外部モジュールを含むfunctionのテスト
it('proc error test', function() {
expect(promiseSample.proc).toThrow();
});
promiseSample.procの処理のなかにutilが含まれているのですが、utilはMockされていて正しく動かないのでエラーになります。
そこで、こうしてあげます!
it('proc through test', function() {
util.getPromise.mockReturnValue(Promise.resolve('ss'));
var result = promiseSample.proc();
console.log('result is promise object');
console.log(result);
});
ここがJestのMockの真骨頂です!
utilはMock化されていてそのままでは動かないので、util.getPromise
の動作を定義してあげる必要があります。今回の例では、util.getPromise()
とすると、Promise.resolve('ss')
が返ってくる、ということにしました。
なんと、この動作を、promiseSampleの中にあるutilもしてくれるようになるのです。
当然、最後まで処理が流れるのでテストはパスします。consoleを見ると、Promiseっぽいオブジェクトがちゃんと返ってきています。
非同期を含むfunctionのテスト
pit('proc return value test', function() {
util.getPromise.mockReturnValue(Promise.resolve('ss'));
return promiseSample.proc().then(function(value) {
expect(value).toBe('ss : done');
});
});
jasmine-pitというjasmineで非同期テストをできるHelperを使うことでテストできます。
先ほどと同じようにMock関数に返り値を定義して、procを()を実行すると最後まで処理が進みます。その結果をthenで受け取ることで、テストができるようになるのです。
以上で、冒頭に上げた三種類のテストができました。
ハマったところ
harmony flag
gulpでjestを走らせるときに、普通にやろうとしたら
Error: Please run node with the --harmony flag!
と怒られました。node詳しくなくて原因不明なので困りました。(jest.runCLIがharmonyオプション必須なのでしょうか。)

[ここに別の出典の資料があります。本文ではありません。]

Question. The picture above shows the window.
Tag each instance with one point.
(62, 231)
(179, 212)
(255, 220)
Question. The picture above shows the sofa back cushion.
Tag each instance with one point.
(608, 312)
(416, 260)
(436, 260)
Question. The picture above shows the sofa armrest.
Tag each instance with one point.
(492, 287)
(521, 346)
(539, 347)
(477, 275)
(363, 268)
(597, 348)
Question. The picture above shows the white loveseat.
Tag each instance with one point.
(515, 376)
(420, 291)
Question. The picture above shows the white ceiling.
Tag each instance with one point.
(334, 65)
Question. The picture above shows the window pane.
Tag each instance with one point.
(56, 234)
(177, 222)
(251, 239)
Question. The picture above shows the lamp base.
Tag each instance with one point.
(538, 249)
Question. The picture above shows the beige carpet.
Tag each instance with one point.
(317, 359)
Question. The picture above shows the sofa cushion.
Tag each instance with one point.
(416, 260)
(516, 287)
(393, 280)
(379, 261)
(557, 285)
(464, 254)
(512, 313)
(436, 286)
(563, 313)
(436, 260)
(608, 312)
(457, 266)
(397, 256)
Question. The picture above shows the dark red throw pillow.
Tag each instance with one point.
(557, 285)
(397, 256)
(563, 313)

とりあえずharmonizeというのを実行するとオプションを有効にしてくれるそうなので、それで対応してます。どうせES6記法で書いてるので問題ないはず。たぶん。
commonJSスタイルではMockされなかった
なぜか、自分で作ったモジュールをcommonJSスタイルで読み込むとmockされなかったんですよね。たぶん拡張子がどうとか相対パスとかで、別のモジュールか何かと認識されたのではと思ってますが、原因は不明です。
前述の通りkoba04さんらが6to5使ってると聞いて、webpackのloaderと統一したかったのもあってこちらに移行しました。
懸念点
実行速度がけっこう遅い。
デフォルトでは「tests」フォルダ以下を全て探してテストしてくれて便利でいいのですが、1ファイル2秒くらいはかかりそうなので数十ファイルあったら1分とかかかります。
「SHORT FEEDBACK LOOP」になってない気がする。。。
回避策としては、jestのテスト対象を分割しておくことです。
config.testPathDirsあたりをいじれば、テスト対象を調整できます。
ドキュメントがしょぼい
サンプルも少ないし、APIは変数名以上の情報がないw
Reactはすごい丁寧だったのに。。。
今回もreturnValueみたいなのの動きを確かめるまでにすごい時間がかかった。